Acquisition of Citizenship
Acquisition of U.S. Citizenship by Birth Abroad to Parents, one of whom is a U.S Citizen, and the other a non-U.S Citizen.
There are two requirements for transmitting U.S. citizenship to children born abroad to parents when one of them is a U.S Citizen, and the other is a non-U.S Citizen. The law applicable was the law in effect when the child was born.
- One natural parent must have been a U.S. citizen when the child was born.
- The U.S. citizen parent must have resided or been physically present in the United States for the time required by the law, in effect, when the child was born.
The Immigration Act of 1952 required a U.S. citizen married to a non-U.S Citizen to have been physically present in the United States for ten years, including five years after reaching the age of fourteen, to transmit citizenship to foreign-born children.

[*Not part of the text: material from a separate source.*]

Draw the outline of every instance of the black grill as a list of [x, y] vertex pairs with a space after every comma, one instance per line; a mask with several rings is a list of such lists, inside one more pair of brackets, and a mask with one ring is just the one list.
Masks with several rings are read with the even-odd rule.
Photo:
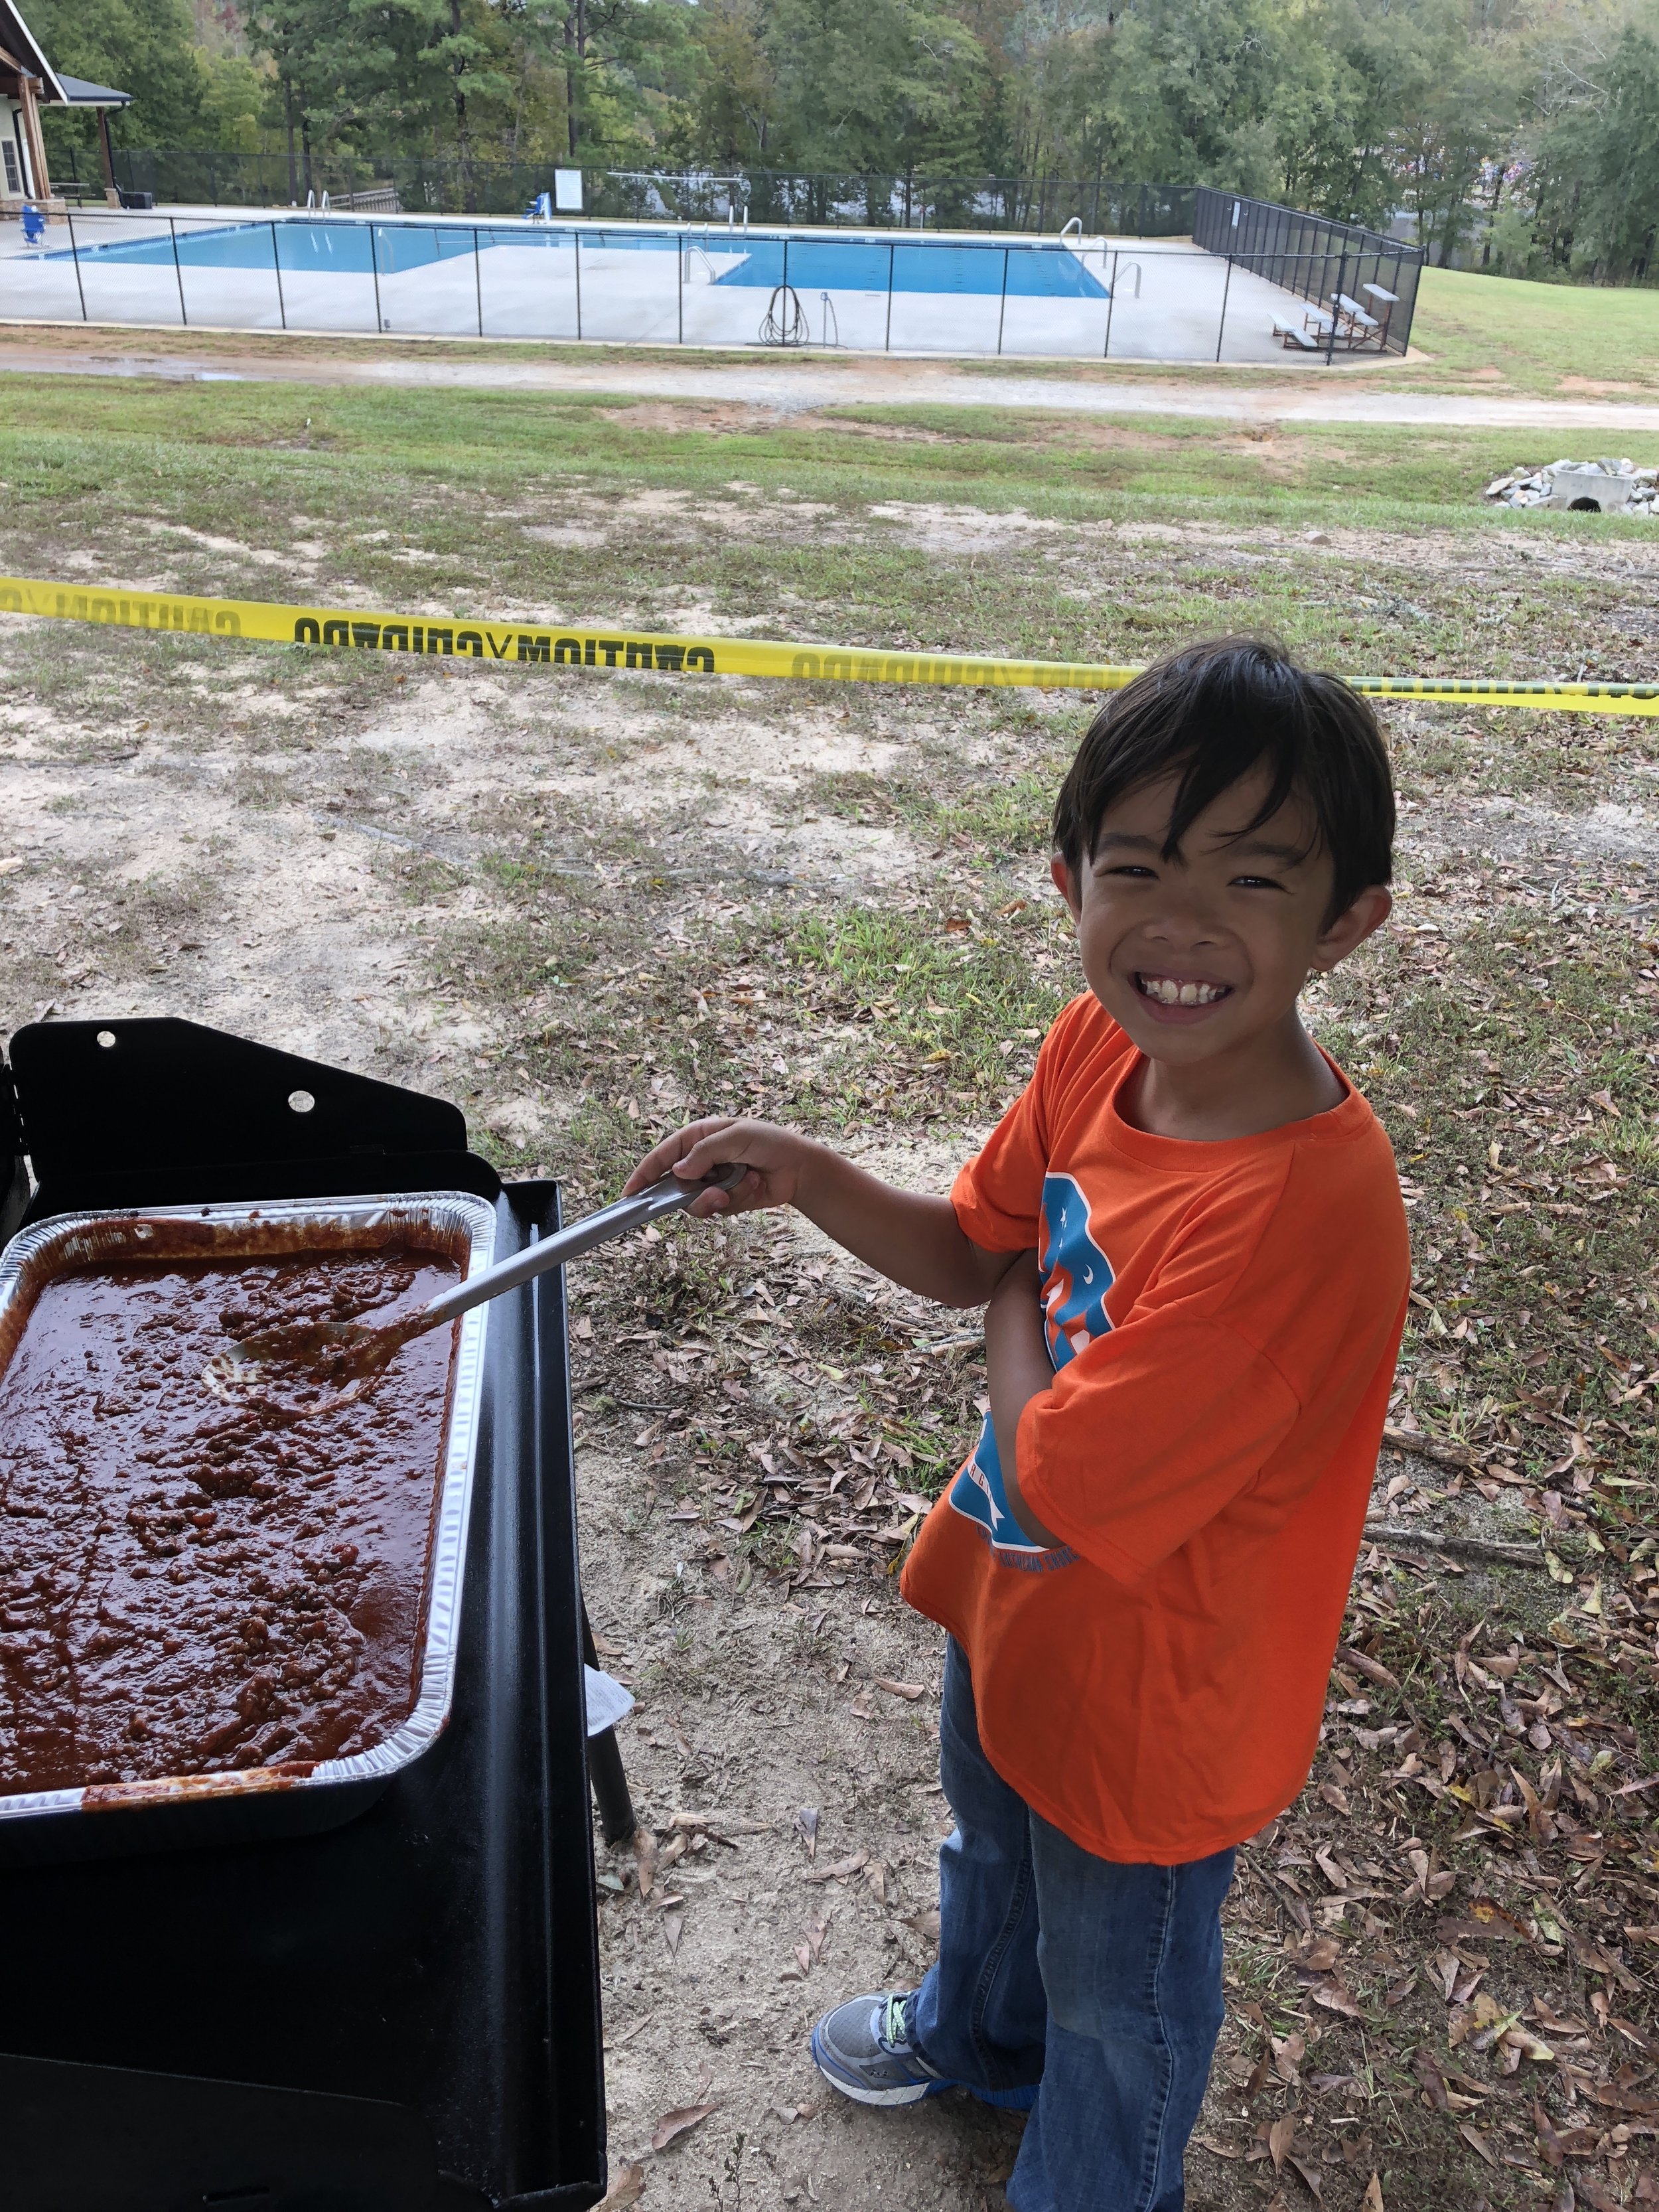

The ten-year transmission requirement remained in effect from December 24, 1952, through November 13, 1986, and still applies to persons born during that period.
The Immigration and Nationality Act Amendments of 1986 changed the parental citizenship transmission requirements from ten years of physical presence in the United States, five of which were after the age of 14, to five years of physical presence in the United States, two of which were after the age of 14. These provisions apply to persons born on or after November 14, 1986, and this is the current provision of the law today.
Evidence must be sufficient to show that the foreign-born U.S citizen parent was in the United States for the required period, for a foreign-born child to obtain or derive U.S citizenship at birth.